Une taxe carbone fait son chemin dans l’ombre


Une coalition réunissant des acteurs de tous bords politiques en faveur d’une taxe carbone a tenu en secret le 11 juillet sa cinquième réunion depuis 2011. Et pas n’importe où: à Washington, dans les bureaux du think-tank conservateur AEI. C’est le blog climato-sceptique Globalwarming.org qui l’a annoncé hier et qui en fulmine encore aujourd’hui. Le blog de The Hill consacré à l’énergie reprend cette information et indique que les réunions font suite à l’échec, en 2010, de la loi sur le commerce des émissions de gaz à effets de serre.

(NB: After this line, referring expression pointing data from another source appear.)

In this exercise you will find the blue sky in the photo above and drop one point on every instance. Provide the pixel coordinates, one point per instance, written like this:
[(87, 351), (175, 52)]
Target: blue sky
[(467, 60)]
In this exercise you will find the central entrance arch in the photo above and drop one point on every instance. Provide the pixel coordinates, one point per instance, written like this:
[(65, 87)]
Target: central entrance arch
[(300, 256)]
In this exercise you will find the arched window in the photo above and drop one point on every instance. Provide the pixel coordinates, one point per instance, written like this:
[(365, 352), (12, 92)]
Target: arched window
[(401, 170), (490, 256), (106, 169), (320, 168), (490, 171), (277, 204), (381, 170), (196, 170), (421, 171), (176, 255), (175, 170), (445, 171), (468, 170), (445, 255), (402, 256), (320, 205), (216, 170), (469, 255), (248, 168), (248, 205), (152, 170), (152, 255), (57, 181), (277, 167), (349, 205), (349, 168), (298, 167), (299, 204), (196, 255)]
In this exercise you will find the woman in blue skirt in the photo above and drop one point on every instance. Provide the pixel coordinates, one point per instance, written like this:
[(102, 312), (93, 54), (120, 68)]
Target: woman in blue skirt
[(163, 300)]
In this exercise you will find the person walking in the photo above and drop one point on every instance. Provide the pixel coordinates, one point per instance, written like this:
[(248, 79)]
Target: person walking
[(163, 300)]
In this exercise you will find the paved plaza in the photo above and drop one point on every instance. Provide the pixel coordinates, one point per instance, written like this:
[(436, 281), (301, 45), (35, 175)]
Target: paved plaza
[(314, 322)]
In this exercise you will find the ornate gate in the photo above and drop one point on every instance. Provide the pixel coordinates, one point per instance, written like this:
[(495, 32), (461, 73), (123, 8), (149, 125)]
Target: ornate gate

Des scientifiques et politiciens progressistes et conservateurs ont pris part à la réunion. Un document a circulé faisant état explicitement d’une « lame duck initiative » qui vise à établir un agenda législatif et une stratégie de communication en faveur de l’adoption d’une taxe carbone lors du prochain mandat présidentiel. L’expression Lame Duck fait référence à la fin d’un mandat politique qui suit les élections pour le mandat suivant: ce temps pendant lequel le sortant, ayant déjà un successeur élu, peut plus librement prendre des initiatives risquées ou inattendues. En l’occurence, il s’agit là d’agir à long terme pendant l’éventuel second mandat de Barack Obama qui, n’ayant plus à préparer une réelection, pourrait plus facilement agir. Mais les promoteurs de la taxe semblent considérer que si le candidat républicain l’emportait, il serait lui aussi forcé d’agir sur le plan fiscal durant son mandat.

L’idée qu’une taxe sur les émissions de gaz à effet de serre fasse partie d’une réforme de la fiscalité est donc peut-être entrain de faire son chemin. Un ex-représentant de Caroline du Sud, Bob Inglis, qui a perdu son siège après avoir été battu aux primaires républicaines de 2010 par un candidat du Tea Party, vient de lancer une réflexion pour concevoir des solutions conservatrices aux problèmes posés par le changement climatique. Et il est en faveur d’une telle taxe.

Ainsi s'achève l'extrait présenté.